Que pensez-vous de la littérature algérienne actuelle ?
La littérature algérienne est aujourd’hui plurielle ; elle s’écrit dans plusieurs langues et dans plusieurs pays. J’avoue qu’il y a beaucoup d’écrivains algériens que je connais peu, j’avoue aussi ignorer beaucoup des récents livres parus en Algérie. Mais je reste persuadé qu’il y a toujours des pépites dans cette littérature. Je sais aussi que beaucoup d’écrivains algériens de talent ne sont pas médiatisés alors que ceux qui le sont, ici et là, ne sont pas forcément les meilleurs.
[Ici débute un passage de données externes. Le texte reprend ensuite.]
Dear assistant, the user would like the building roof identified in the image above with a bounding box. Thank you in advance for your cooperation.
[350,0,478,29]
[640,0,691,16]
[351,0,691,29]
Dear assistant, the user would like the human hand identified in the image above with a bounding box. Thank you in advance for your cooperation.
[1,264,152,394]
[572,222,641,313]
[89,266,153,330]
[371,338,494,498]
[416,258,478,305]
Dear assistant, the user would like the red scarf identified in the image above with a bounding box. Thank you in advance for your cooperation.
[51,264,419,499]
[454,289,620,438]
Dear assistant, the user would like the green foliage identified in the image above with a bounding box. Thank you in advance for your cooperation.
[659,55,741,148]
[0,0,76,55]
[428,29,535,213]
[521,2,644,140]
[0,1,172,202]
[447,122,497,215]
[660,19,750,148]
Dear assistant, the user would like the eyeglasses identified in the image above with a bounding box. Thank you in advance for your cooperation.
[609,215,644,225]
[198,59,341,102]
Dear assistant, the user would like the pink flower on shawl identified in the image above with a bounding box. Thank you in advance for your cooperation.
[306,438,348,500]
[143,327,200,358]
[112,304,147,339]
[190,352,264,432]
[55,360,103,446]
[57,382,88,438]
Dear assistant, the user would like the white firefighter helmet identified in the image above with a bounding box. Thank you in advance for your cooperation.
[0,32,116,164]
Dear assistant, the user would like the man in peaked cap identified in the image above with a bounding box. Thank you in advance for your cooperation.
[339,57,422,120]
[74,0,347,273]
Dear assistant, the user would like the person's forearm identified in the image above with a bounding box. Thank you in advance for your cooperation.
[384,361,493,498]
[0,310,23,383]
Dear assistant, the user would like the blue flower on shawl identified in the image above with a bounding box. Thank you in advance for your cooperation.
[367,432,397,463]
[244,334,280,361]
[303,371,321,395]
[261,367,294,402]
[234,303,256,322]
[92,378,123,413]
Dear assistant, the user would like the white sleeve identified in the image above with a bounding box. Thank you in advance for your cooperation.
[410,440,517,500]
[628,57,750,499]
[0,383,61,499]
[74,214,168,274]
Comment vous voyez l’Algérie de demain ?
L’Algérie est un pays immense, c’est un pays-continent. L’Algérie est un pays qui peut faire cent fois mieux à tous les niveaux. L’Algérie doit donner sa place à chaque citoyen. Il n’y a que la démocratisation réelle du pays qui peut apporter la liberté, la justice sociale, la dignité. Les autorités ont tout à gagner en écoutant les demandes du Hirak, ce mouvement pacifique qui veut faire renaître le pays. La démocratisation réelle du pays n’est pas une utopie ; la démocratie n’est pas étrangère en Afrique du Nord. Durant près de quatre siècles, les villages kabyles étaient gérés démocratiquement par le système des fédérations. Les responsables des fédérations étaient réélus chaque année !
Quel est le dernier livre que vous avez lu ?
Je suis un grand lecteur. Le dernier livre que j’ai lu est un texte de Victor Hugo intitulé « Ce que c’est que l’exil ». C’est mon frère Hamza, que je salue ici, qui me l’a envoyé d’Italie. L’exil est un thème majeur dans beaucoup de romans à travers le monde. J’en parle moi-même longuement dans mon roman, L’Homme qui n’avait rien compris.
Quels sont vos projets artistiques ?
J’ai de nombreux projets mais rien ne presse. Après la sortie de ma quatrième version de mon Histoire de la Kabylie, je publierai probablement un texte intitulé, Les Blessures de l’insoumission, c’est un journal parisien sur dix ans : 2005-2015. Je termine également un nouveau roman que je ferai sortir plus tard.